The Great Conjunction
“Tonight I am going to give you a lesson in Astronomy. At dead of night two noble planets, Tarva and Alambil, will pass within one degree of each other. Such a conjunction has not occurred for two hundred years, and you will not live to see it again. … Look well upon them. Their meeting is fortunate and means some great good for the sad realm.”
The initiated few may recognize that as a quote from the Chronicles of Narnia (which I highly recommend for any parents of young or not-so-young children).
However, back here in the sad realm of reality, we’ll still get to see the two most noble planets of our solar system cross paths in the sky in the next several days. Jupiter and Saturn, which have been visible in the night sky for several weeks, will meet on the winter solstice, December 21.

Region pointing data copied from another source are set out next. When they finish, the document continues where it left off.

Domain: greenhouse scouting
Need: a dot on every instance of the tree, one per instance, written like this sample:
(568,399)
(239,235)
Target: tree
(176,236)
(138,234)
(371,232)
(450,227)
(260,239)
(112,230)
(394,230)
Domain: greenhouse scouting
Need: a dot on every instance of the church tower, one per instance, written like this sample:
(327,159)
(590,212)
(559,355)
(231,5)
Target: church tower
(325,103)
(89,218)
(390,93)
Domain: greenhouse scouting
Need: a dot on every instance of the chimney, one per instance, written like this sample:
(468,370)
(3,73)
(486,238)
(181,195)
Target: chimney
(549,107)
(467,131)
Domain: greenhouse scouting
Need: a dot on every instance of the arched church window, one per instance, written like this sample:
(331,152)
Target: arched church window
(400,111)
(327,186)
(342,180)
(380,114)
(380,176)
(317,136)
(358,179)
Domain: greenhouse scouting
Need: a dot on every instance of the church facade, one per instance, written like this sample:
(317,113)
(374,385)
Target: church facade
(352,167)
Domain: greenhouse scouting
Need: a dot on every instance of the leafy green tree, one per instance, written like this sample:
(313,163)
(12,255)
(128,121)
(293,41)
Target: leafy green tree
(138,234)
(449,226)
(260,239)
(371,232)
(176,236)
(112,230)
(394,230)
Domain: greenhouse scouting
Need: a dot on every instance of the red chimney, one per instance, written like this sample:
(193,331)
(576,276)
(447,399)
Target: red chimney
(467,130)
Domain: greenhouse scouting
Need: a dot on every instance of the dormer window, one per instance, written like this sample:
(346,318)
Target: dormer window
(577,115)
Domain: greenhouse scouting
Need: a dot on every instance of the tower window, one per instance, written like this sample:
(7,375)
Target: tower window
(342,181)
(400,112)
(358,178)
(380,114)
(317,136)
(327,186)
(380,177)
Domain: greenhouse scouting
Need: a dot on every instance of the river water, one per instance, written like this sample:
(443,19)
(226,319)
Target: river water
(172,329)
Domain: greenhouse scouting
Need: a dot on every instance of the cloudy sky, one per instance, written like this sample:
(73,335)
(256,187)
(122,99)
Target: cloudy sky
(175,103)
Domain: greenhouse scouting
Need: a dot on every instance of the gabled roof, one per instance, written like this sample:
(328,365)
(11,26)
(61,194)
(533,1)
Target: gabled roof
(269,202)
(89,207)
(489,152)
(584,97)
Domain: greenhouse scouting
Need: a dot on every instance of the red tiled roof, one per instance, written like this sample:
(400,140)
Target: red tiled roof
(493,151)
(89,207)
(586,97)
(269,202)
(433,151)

The conjunction of these planets actually occurs about every 20 years, due to the orbital periods of the two planets (Jupiter orbits the sun once every 12 years, Saturn orbits once every 20). Since Jupiter and Saturn are our Sun’s two greatest planets, astronomers call it “The Great Conjunction”. And this year’s edition is special for multiple reasons: first, it’s the closest conjunction of the two planets in some 400 years. Second, since the event will happen during a young moon with the planets well positioned in the sky, it will be the most easily viewable conjunction in almost 800 years, since 1226. Astronomers don’t know exactly how the two planets will look almost superimposed upon each other in the sky. But it will be grand and bright – and the best chance to see the event for the next sixty years. Third, it will happen on the winter solstice, which somehow adds to the mystery and portent. In fact, the portent could only be greater if it happened during a blood moon on the last day of the Mayan calendar with civilization about to collapse during the throes of a major pandemic… oh, wait.
Ok, I will not opine on what this conjunction means for the human race, although (doing some quick research) it seems like the one back in 1226 didn’t seem to do much to stop the Mongol invasions, save the Song Dynasty, or prevent William Wallace from getting disemboweled. So I will forego prophecies, find a spot with a good view of the southwestern sky, and enjoy a rare display of beauty that I don’t plan to see again in my lifetime. While making portentous-sounding comments to my kids.